Background Every year, ovarian cancer (OC) kills more than 4 000 women in the UK and 200 000 worldwide. In large part this is due to the fact that most women are not diagnosed until advanced stages. There is an urgent unmet clinical need for diagnostic tools for the early, accurate identification of OC.

OC is associated with alterations in glycosylation of secreted glycoproteins, and as such, they can serve as early OC biomarkers.

There is significant evidence that particular glycans of four different glycoproteins–CA125, immunoglobulin, haptoglobin and transferrin–are closely associated with OC.

However, this knowledge has still not been translated into clinic due to the lack of assays that can differentiate subtle differences between glycan chains.

For the first time, we developed a synthetic glycan recognition platform that can sharply discriminate between different overall glycan structures (Patent No:WO2015/118294).

As a follow on, we have generated superselective glycan-binding nanoparticles and incorporated them in a high-throughput clinical assay. As a proof-of-concept, the studies were conducted to capture the OC associated glycoprotein CA125 from serum.

The assay has undergone a series of optimization steps and analytical validation to ensure reproducible results and sensitivity at clinical levels.

Aim The aim of the project is to use the developed assay to investigate and define, through clinical studies, which of four glycoproteins–CA125, immunoglobulin, haptoglobin and transferrin and respective OC glycans or combination have the highest discriminatory ability for early OC detection.

Methods The experimental work will involve expanding the generation of superselective nanoparticles for the different glycans associated with OC and optimization and validation of the assay for the other three glycoproteins, immunoglobulin, haptoglobin and transferrin.
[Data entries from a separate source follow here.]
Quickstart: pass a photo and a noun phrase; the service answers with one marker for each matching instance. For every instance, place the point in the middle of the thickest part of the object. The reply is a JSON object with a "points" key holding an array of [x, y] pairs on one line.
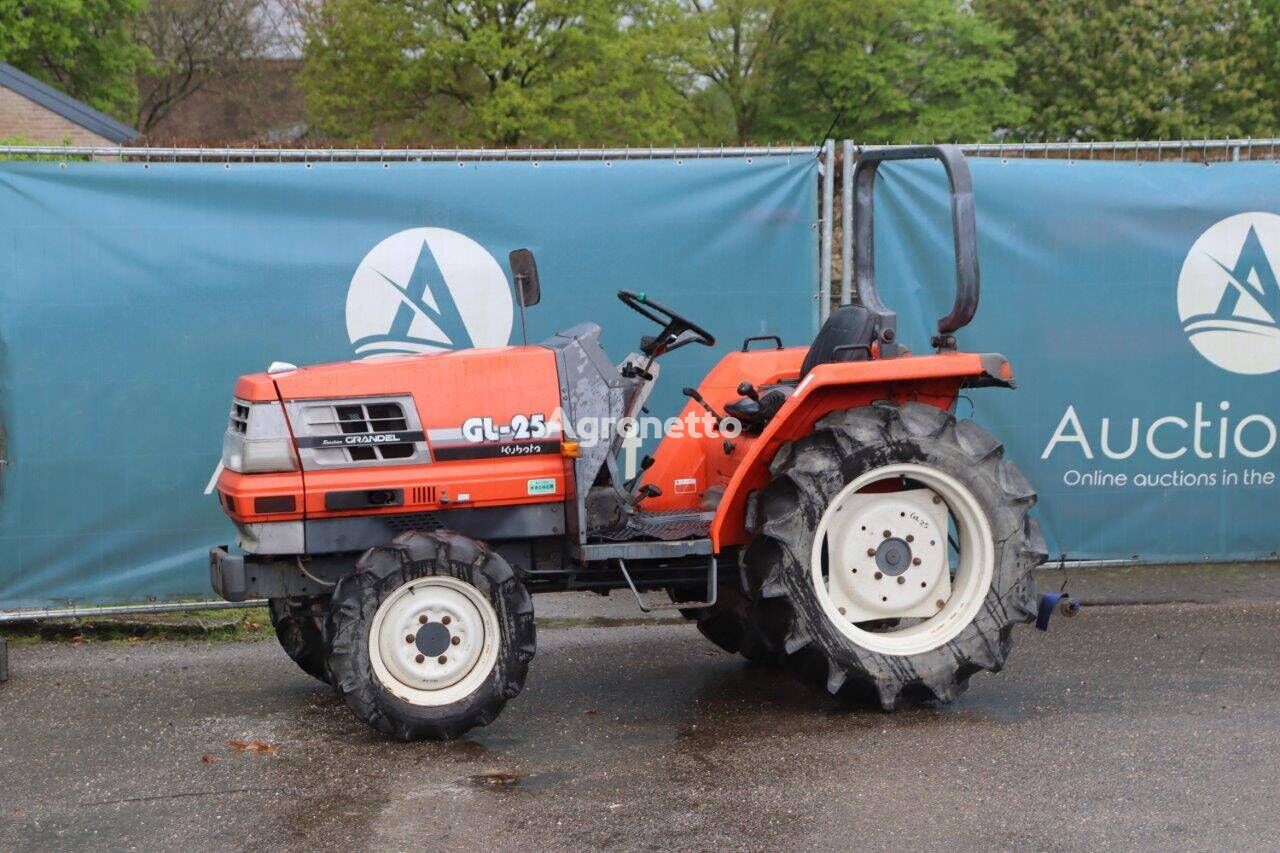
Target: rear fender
{"points": [[933, 379]]}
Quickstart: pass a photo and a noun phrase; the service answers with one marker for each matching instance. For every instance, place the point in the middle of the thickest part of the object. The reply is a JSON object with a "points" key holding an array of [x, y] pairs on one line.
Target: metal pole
{"points": [[828, 192], [846, 223], [379, 155]]}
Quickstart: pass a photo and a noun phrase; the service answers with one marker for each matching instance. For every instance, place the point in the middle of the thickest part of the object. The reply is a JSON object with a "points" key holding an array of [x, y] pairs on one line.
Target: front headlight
{"points": [[257, 439]]}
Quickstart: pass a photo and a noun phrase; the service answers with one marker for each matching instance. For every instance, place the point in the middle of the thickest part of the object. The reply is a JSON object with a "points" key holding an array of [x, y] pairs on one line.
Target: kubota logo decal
{"points": [[428, 290], [1229, 297]]}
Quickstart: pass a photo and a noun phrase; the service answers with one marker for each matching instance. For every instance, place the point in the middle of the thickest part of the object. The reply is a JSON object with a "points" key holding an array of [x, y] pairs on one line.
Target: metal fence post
{"points": [[828, 204], [846, 223]]}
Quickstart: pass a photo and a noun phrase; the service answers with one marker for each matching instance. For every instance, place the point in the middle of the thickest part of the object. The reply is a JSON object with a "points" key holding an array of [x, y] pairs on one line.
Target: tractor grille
{"points": [[373, 418], [412, 521], [240, 418], [392, 423]]}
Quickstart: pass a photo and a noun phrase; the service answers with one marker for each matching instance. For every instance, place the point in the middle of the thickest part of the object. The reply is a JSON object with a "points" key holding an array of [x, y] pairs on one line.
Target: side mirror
{"points": [[524, 269]]}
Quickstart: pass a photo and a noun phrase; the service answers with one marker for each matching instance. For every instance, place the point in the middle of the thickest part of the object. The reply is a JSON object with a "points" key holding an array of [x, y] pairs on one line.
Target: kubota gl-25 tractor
{"points": [[398, 512]]}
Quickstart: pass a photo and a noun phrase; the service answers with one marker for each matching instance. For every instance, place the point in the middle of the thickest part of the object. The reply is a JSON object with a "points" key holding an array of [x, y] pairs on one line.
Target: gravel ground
{"points": [[1130, 726]]}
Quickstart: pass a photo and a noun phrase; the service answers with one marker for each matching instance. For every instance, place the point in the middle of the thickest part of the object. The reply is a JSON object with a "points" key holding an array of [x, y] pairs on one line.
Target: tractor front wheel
{"points": [[430, 635], [894, 553]]}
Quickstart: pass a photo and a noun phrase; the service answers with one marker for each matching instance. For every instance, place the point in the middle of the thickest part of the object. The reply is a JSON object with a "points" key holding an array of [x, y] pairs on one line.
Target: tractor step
{"points": [[666, 525], [712, 588]]}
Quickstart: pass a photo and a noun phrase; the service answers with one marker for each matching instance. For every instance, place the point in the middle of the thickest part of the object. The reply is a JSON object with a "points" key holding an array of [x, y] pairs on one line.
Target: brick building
{"points": [[41, 114]]}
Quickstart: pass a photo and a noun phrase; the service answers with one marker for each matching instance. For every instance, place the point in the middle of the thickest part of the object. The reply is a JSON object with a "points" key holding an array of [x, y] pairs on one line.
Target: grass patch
{"points": [[238, 624]]}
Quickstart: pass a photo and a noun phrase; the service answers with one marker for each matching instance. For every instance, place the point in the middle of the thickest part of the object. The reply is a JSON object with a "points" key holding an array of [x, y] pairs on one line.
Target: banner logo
{"points": [[428, 290], [1229, 297]]}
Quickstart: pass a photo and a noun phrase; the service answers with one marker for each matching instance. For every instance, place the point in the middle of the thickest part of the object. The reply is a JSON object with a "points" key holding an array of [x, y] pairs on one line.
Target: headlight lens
{"points": [[257, 439]]}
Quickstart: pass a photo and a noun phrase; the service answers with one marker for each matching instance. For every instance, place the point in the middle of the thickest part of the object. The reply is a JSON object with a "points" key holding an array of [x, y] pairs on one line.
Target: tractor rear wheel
{"points": [[430, 635], [894, 553], [298, 625]]}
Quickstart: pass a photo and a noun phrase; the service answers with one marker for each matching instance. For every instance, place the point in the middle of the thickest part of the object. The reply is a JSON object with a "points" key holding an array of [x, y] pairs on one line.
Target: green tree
{"points": [[506, 72], [196, 45], [83, 48], [890, 71], [1139, 69], [728, 45]]}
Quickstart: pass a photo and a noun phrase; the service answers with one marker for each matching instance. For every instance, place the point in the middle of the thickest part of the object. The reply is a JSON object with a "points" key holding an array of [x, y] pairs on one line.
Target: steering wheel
{"points": [[673, 325]]}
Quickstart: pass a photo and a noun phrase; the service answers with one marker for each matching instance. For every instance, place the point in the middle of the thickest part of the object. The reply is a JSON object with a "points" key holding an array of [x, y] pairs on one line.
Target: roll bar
{"points": [[963, 228]]}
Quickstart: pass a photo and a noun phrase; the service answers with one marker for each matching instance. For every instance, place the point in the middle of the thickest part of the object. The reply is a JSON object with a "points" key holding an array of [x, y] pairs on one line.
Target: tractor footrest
{"points": [[667, 527]]}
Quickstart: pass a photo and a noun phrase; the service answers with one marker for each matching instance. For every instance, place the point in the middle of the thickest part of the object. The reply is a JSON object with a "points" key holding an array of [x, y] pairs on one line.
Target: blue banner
{"points": [[132, 296], [1141, 310]]}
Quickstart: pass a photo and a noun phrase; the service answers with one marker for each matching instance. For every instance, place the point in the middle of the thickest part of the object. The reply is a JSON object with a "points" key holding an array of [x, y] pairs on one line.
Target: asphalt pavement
{"points": [[1133, 726]]}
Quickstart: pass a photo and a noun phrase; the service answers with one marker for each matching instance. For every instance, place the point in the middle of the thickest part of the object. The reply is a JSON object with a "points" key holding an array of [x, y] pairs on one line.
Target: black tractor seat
{"points": [[846, 336]]}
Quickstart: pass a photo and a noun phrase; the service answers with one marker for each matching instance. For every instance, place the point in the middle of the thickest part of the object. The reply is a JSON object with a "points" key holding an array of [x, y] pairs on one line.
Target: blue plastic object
{"points": [[1055, 601]]}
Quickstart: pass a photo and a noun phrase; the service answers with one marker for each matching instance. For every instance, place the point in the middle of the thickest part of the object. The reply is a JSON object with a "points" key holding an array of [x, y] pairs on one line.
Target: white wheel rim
{"points": [[968, 588], [434, 641]]}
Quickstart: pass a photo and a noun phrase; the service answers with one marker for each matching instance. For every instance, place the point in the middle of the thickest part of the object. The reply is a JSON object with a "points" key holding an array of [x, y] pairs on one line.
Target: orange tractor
{"points": [[822, 509]]}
Serum samples from OC patients and controls from women with benign tumours will be tested.

How the results of this research will be used Two phases of clinical evaluation will be needed to develop and validate the novel OC assay.
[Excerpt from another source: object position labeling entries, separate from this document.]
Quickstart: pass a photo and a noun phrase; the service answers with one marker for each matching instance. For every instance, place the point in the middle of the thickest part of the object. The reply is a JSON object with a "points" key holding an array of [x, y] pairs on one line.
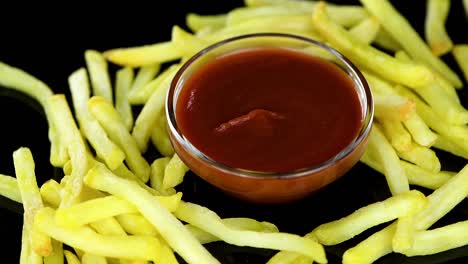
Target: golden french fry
{"points": [[434, 26], [174, 172], [366, 31], [399, 205], [32, 201], [460, 53], [92, 130], [402, 31], [169, 227], [123, 83], [84, 238], [148, 117], [110, 120], [210, 222], [98, 72], [407, 73], [144, 55], [9, 188]]}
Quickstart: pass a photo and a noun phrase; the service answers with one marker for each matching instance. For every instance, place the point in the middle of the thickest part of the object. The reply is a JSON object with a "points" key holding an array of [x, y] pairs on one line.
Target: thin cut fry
{"points": [[210, 222], [171, 229], [110, 120], [31, 197], [338, 231], [100, 80], [410, 74], [401, 30], [434, 26]]}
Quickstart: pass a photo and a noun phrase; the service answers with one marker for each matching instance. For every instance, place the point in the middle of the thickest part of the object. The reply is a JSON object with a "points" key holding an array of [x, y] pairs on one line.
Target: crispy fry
{"points": [[335, 232], [460, 53], [410, 74], [100, 80], [123, 83], [401, 30], [171, 229], [92, 130], [210, 222], [32, 201], [84, 238], [434, 26], [144, 55], [110, 120]]}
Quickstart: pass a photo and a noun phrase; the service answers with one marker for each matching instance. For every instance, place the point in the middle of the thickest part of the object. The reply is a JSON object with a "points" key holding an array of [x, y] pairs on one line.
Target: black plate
{"points": [[49, 41]]}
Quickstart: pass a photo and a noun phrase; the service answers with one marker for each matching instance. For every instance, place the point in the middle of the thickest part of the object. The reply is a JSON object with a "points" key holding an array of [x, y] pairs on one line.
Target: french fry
{"points": [[174, 172], [56, 257], [147, 119], [105, 149], [123, 83], [170, 228], [76, 148], [145, 55], [71, 258], [160, 137], [105, 207], [434, 26], [110, 120], [93, 259], [366, 31], [338, 231], [401, 30], [32, 201], [99, 75], [410, 74], [84, 238], [460, 53], [141, 94], [210, 222], [386, 155], [196, 22], [9, 188]]}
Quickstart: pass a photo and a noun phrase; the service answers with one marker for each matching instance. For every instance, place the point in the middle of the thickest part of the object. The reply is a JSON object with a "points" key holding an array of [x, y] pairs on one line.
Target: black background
{"points": [[48, 41]]}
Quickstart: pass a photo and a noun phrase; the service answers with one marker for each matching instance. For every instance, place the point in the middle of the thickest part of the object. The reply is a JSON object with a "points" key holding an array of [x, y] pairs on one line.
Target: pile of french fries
{"points": [[114, 206]]}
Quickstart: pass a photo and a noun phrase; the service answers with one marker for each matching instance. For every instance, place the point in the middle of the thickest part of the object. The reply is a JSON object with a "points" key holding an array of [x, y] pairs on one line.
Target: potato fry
{"points": [[123, 83], [434, 26], [410, 74], [386, 155], [174, 172], [401, 30], [366, 31], [147, 119], [160, 137], [196, 22], [210, 222], [338, 231], [145, 55], [56, 257], [460, 53], [171, 229], [76, 148], [105, 149], [141, 94], [71, 258], [98, 72], [110, 120], [31, 197], [9, 188], [93, 259], [84, 238]]}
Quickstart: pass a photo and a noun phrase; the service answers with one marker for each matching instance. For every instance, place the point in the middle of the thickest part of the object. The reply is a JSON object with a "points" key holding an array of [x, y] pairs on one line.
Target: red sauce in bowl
{"points": [[269, 110]]}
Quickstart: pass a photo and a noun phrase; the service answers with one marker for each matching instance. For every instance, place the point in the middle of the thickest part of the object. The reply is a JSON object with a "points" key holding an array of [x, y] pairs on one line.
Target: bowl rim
{"points": [[356, 75]]}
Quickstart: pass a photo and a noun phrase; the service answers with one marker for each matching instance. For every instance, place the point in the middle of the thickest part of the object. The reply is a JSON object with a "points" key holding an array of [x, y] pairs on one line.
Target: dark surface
{"points": [[49, 41]]}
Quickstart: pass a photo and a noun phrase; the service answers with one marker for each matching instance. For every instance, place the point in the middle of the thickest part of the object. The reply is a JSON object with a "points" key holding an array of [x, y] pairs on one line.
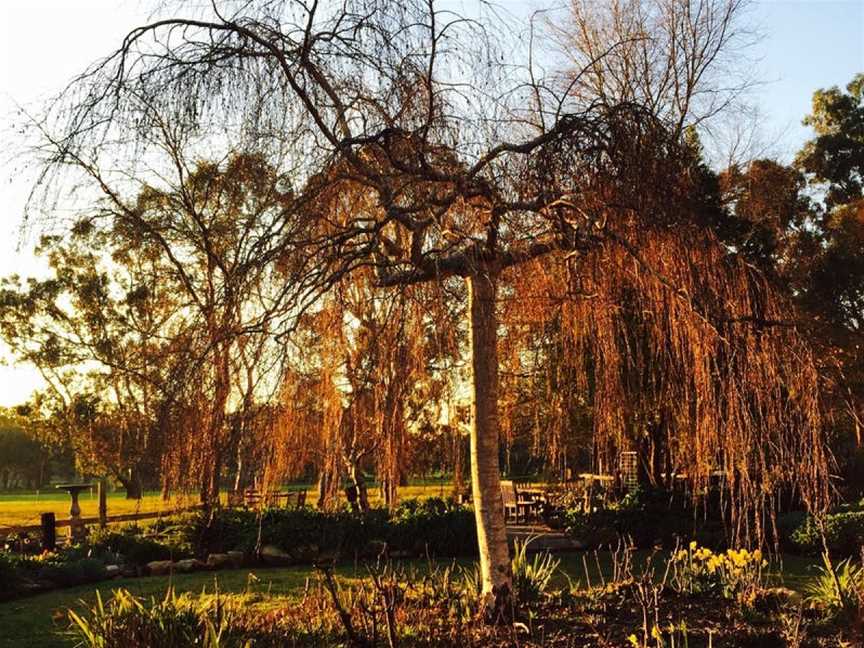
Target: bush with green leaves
{"points": [[10, 575], [174, 622], [431, 526], [844, 534], [838, 589]]}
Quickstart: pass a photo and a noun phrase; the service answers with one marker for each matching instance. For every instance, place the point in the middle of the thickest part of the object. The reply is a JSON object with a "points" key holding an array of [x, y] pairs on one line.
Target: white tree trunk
{"points": [[485, 475]]}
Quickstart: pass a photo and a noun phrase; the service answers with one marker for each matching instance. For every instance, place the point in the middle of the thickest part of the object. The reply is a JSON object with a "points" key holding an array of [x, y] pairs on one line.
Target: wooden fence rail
{"points": [[123, 517]]}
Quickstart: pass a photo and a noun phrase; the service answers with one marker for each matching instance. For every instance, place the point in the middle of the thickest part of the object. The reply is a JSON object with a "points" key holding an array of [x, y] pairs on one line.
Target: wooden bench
{"points": [[251, 498], [517, 509]]}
In Phase 1 (proposed project), we will determine which combination of glycans should be used in the final diagnostic test to best separate patients with OC or not.

In Phase 2, we will pursue further clinical validation by only evaluating the one combination of glycans found to be the most diagnostically useful in Phase 1 evaluation.

This project offers the potential to radically change the diagnostic standard of care for OC, ultimately saving lives and reducing the health, social and economic burden imposed by OC.